Yes Timmy there are Pagan practices in Christmas


 There are pagan aspects to Christmas celebrations. I think it’s about time that we recognize that and stop fighting about it.

The winter solstice is December 20th. That night is the shortest night of the year in the northern hemisphere. It’s the summer solstice and the polar opposite in the southern. It has cultural and religious significance throughout the world. 

Historically the celebration of the birth of Christ was moved to this time of the year. And an amalgamation of pagan, folk, marketing, and Christian traditions have led to the celebrations we have today. It deeply influences them. To the point that some Christmas hymns have winter references. When historical records demonstrate it was the spring. That change has caused over time to have a hybridized holiday. The modern Christmas with a Christmas Eve Midnight Mass and program, then Santa leaving gifts in a stocking or under an evergreen tree. It's beautiful. But note. We wouldn’t have the holiday we have today without ALL of the influences.
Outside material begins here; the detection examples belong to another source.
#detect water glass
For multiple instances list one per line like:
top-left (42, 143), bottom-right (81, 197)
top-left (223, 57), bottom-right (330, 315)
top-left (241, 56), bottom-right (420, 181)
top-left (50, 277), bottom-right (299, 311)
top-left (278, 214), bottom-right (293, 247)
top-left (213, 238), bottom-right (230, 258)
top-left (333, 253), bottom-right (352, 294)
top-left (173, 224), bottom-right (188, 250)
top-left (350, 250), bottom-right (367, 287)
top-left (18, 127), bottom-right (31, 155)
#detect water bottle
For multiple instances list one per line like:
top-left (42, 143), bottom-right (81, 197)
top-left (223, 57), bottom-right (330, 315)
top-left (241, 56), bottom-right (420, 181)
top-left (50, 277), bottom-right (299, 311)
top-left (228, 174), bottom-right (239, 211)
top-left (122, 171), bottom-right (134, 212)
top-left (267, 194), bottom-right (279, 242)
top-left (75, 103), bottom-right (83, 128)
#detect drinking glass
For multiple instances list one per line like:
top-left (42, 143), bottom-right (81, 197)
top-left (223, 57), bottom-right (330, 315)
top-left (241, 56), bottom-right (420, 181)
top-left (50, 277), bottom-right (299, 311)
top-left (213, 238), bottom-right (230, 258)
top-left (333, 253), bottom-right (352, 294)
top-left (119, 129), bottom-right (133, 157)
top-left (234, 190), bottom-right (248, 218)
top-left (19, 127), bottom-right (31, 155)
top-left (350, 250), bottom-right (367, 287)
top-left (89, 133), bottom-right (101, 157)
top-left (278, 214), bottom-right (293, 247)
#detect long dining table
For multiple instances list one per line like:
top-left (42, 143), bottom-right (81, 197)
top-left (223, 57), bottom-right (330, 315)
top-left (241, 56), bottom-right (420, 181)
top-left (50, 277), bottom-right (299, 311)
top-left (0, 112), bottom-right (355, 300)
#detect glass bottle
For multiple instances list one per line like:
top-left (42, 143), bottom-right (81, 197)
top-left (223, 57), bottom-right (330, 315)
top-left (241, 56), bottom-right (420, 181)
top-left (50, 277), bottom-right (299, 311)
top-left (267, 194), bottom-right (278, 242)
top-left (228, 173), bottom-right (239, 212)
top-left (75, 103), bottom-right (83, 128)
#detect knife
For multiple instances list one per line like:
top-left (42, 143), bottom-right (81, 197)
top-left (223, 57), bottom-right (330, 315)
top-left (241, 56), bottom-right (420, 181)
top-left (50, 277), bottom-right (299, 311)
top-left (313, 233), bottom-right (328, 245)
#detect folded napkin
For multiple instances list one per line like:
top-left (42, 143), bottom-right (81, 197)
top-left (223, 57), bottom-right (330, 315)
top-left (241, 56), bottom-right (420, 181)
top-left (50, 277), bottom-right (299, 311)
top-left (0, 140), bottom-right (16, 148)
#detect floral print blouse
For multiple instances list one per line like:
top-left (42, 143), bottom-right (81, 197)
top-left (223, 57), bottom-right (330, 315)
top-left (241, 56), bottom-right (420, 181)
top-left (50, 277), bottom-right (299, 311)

Christmas trees. Have traditions in various northern European traditions, and the burning of the yule log is directly related to that. Lest we forget that the term yule is a pagan term. Now many of these symbols have meanings that have evolved (some might even go as far to argue co-opted) to their current meanings. There's a reason Christians put a star on top of a Christmas tree. 

It would be impossible to separate the pagan and the Christian from the current holiday. Just as separating the marketing of Rudolph, Frosty, and Santa himself would be currently impossible. 

It's all about traditions that bond us together. The things we share and continue to pass on to each other and future generations. 

There is a distillation of this that hits close to home in Neunerlei (Neunerlaa, Neinerlaa) dinner. My grandmother's family immigrated from the Vogtland region of Saxony Germany. One of the traditions they brought with them was this dinner. It was nine courses of folk traditions ending in a Christian dessert. Some of these courses had traditional and folk origins. Things like eating herring for health, when herring heads were used for the health of your flock. Eating swelling grains (our case was milk rice) to have a dollar in your pocket the year round. All of it. Now some of the courses were easier to stomach than others (stuffed pork chops anyone over the pickled herring). All of it was wrapped up in traditions that included finishing the whole meal to receive any of the benefits and avoid bad luck over the new year, and then wrapped up eating Stollen. A fruit cake/bread loaf shaped like the swaddled Christ child. It is an amalgamation of all the traditions that came before. Folk, pagan, Christian, and having a modern marketing aspect to it. 

We use this traditions to bring family together. We use them to deepen worship at times. To teach. To share. These Holidays are days and seasons of family, tradition. They include celebration and worship. And they wouldn't be what they are today without ALL of the traditions that led to them. 

I come from this from a Christ centered Christmas tradition. I love focusing on the birth of Christ. His mission to the world. I also love the traditions of my forefathers, with practices that predate their adoption of my now common religion with them. I also love have fun and wonder with a Santa story or movie with my children. 

It's my favorite time of the year. I love it. I just wish we'd stop fretting about keeping Christ in Christmas, having gotcha moments over pagan influences and traditions, and just enjoy the holiday. Because it's fun, it's bonding, and we need the love right now.